We didn't bother with any rigorous benchmarking of our JVM versus any existing implementation of the JVM specification, for several pretty obvious reasons. For instance, we don't support much more than the minimum instructions necessary to implement a HelloWorld program. Also, our JVM also doesn't perform just-in-time lowering of bytecode to native code. However, we do achieve a slight performance advantage by not bothering to garbage-collect anything!
The primary limitation of our program is its lack of support for arbitrary programs, especially arbitrary uses of the Java standard library implementation. Oracle’s implementation of the Java class libraries makes extensive internal use of the undocumented sun package, which itself calls many native methods implemented in C++ with respect to Oracle’s JVM implementation.
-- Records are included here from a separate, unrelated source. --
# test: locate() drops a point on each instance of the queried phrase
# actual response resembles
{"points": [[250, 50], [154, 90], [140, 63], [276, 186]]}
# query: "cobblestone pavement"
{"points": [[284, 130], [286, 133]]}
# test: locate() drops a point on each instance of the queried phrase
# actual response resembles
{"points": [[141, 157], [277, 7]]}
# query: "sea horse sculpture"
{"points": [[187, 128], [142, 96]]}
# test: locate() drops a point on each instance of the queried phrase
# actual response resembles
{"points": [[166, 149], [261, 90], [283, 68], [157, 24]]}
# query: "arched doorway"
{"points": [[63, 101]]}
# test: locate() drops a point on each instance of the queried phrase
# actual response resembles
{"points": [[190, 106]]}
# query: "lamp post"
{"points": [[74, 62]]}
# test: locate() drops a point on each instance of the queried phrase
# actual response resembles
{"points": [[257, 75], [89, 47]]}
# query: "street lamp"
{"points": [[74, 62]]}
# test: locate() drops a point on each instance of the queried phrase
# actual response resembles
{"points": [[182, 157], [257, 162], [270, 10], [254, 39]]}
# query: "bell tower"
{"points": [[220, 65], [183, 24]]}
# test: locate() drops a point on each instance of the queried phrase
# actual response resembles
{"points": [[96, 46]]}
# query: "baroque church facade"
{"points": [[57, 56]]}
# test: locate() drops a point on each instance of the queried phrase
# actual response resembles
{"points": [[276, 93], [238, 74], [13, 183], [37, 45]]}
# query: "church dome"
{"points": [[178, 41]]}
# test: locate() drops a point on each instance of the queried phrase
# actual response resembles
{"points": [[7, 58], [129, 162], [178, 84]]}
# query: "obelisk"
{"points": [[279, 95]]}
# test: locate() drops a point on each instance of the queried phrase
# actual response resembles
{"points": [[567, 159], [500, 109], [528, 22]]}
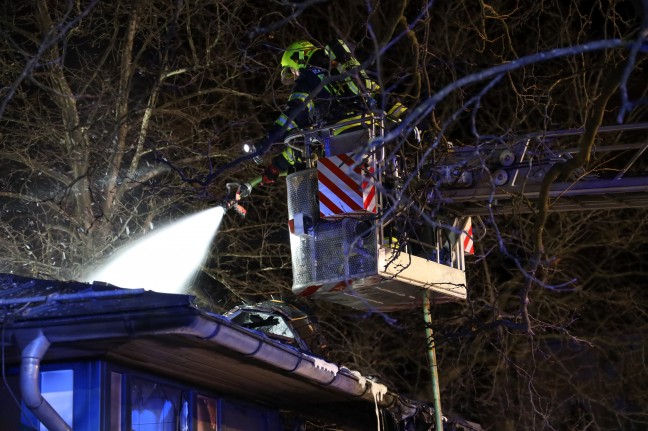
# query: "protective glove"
{"points": [[270, 175], [245, 190]]}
In order to use arbitrary Java classes, we would need to write versions of the class library that are implemented with our own Rust “native” methods.
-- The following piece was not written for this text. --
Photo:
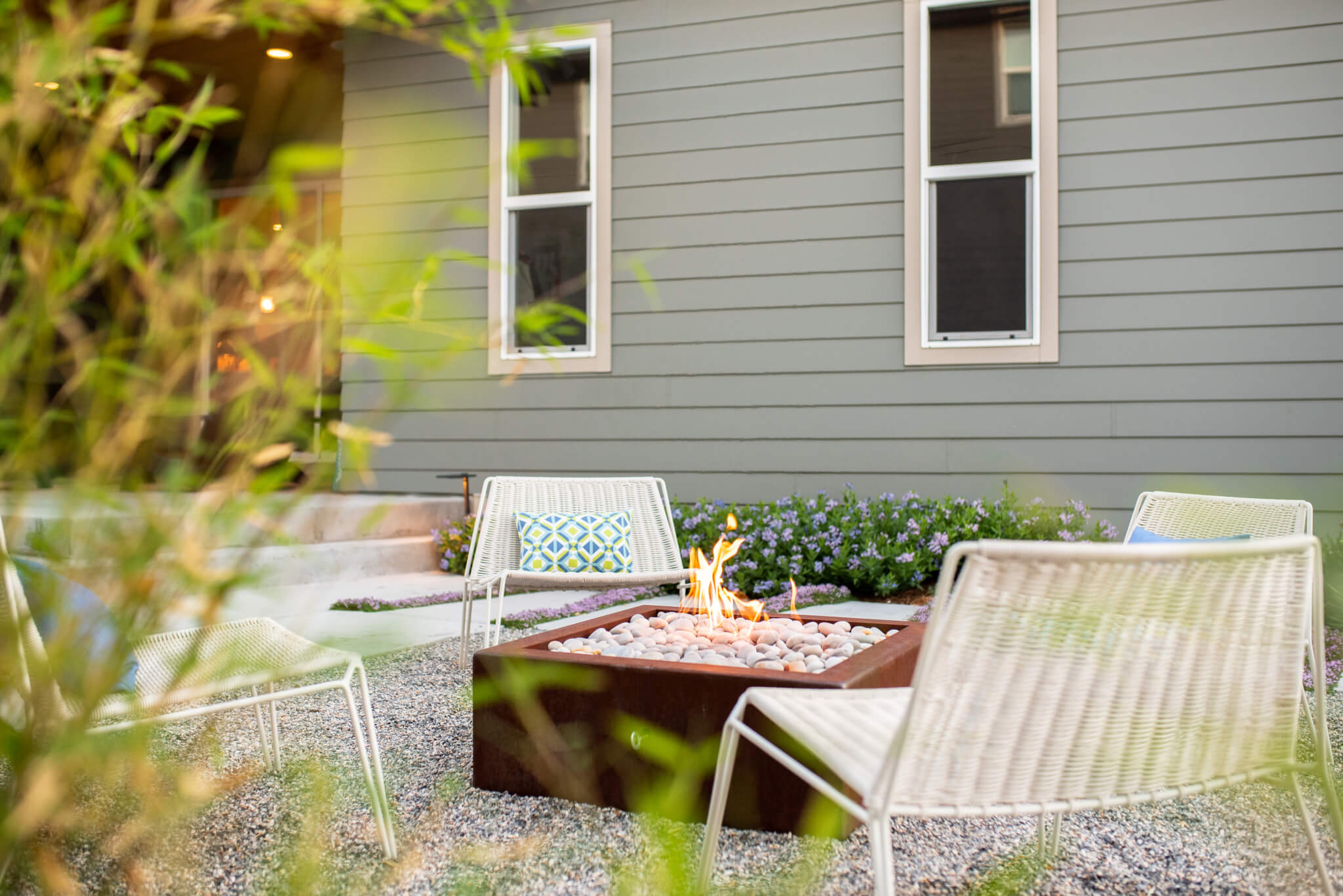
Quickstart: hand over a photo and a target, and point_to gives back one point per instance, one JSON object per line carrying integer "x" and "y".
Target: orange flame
{"x": 707, "y": 594}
There are many JVM features which we did not attempt to implement at all: among others, we are missing multithreading and concurrency; reflection; the invokedynamic instruction in Java 7 and the features introduced in Java 8; garbage collection; inner classes (other than in the parser); enums; exceptions and exception handling; custom class loaders; and bytecode verification.
Our class file parser is more or less feature-complete, and capable of parsing Java class files including all features up to and including Java 8. (Our VM does not attempt to implement some Java 7 and 8 features, however.) The output of the parser is a Rust structure which allows the class loader to fairly easily create the values needed to populate the runtime representation of a class.
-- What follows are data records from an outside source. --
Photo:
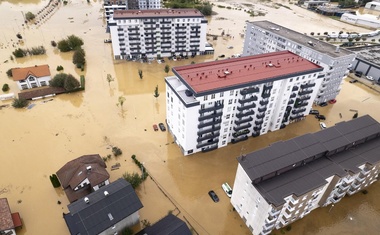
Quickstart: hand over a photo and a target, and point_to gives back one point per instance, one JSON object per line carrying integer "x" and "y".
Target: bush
{"x": 5, "y": 87}
{"x": 19, "y": 103}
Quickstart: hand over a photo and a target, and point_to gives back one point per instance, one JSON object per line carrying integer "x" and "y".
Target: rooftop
{"x": 156, "y": 13}
{"x": 169, "y": 225}
{"x": 302, "y": 161}
{"x": 302, "y": 39}
{"x": 244, "y": 71}
{"x": 101, "y": 211}
{"x": 37, "y": 71}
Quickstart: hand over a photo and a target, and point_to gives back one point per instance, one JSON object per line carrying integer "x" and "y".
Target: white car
{"x": 227, "y": 189}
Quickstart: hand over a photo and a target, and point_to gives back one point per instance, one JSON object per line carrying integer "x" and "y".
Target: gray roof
{"x": 299, "y": 165}
{"x": 169, "y": 225}
{"x": 95, "y": 216}
{"x": 302, "y": 39}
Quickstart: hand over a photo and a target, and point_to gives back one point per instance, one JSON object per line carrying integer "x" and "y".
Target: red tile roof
{"x": 6, "y": 221}
{"x": 133, "y": 14}
{"x": 37, "y": 71}
{"x": 208, "y": 76}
We put extensive effort into modeling the classes, methods, and other structures
needed to represent the state of the JVM. Many of the error conditions in the
specification are checked for as specified, although since we do not implement
exceptions or exception handling, we simply panic! when one of these internal
java.lang.Error
conditions arise. With an implementation of the Java class
library which is compatible with our JVM, we believe it would be possible to run
many single-threaded Java programs (although not all instructions are
implemented).
Given the time invested in fixing the parser's error handling, it might have been a better investment to write the class file parser by hand. That said, we hope we to contribute our work back to the nom project as an example parser.
We expect that had each of us had more time to understand the specification and Oracle's design decisions, we would have been able to complete the implementation of a substantially larger amount of the JVM features. Perhaps the choice of the JVM was too ambitious---it might have been a better idea to choose a smaller and better-designed language bytecode (such as the OCaml bytecode). That said, we learned a lot about the JVM internals as well as about Rust's various language features in completing this project, and are satisfied with our progress even if the demo isn't quite what we had hoped for in the beginning.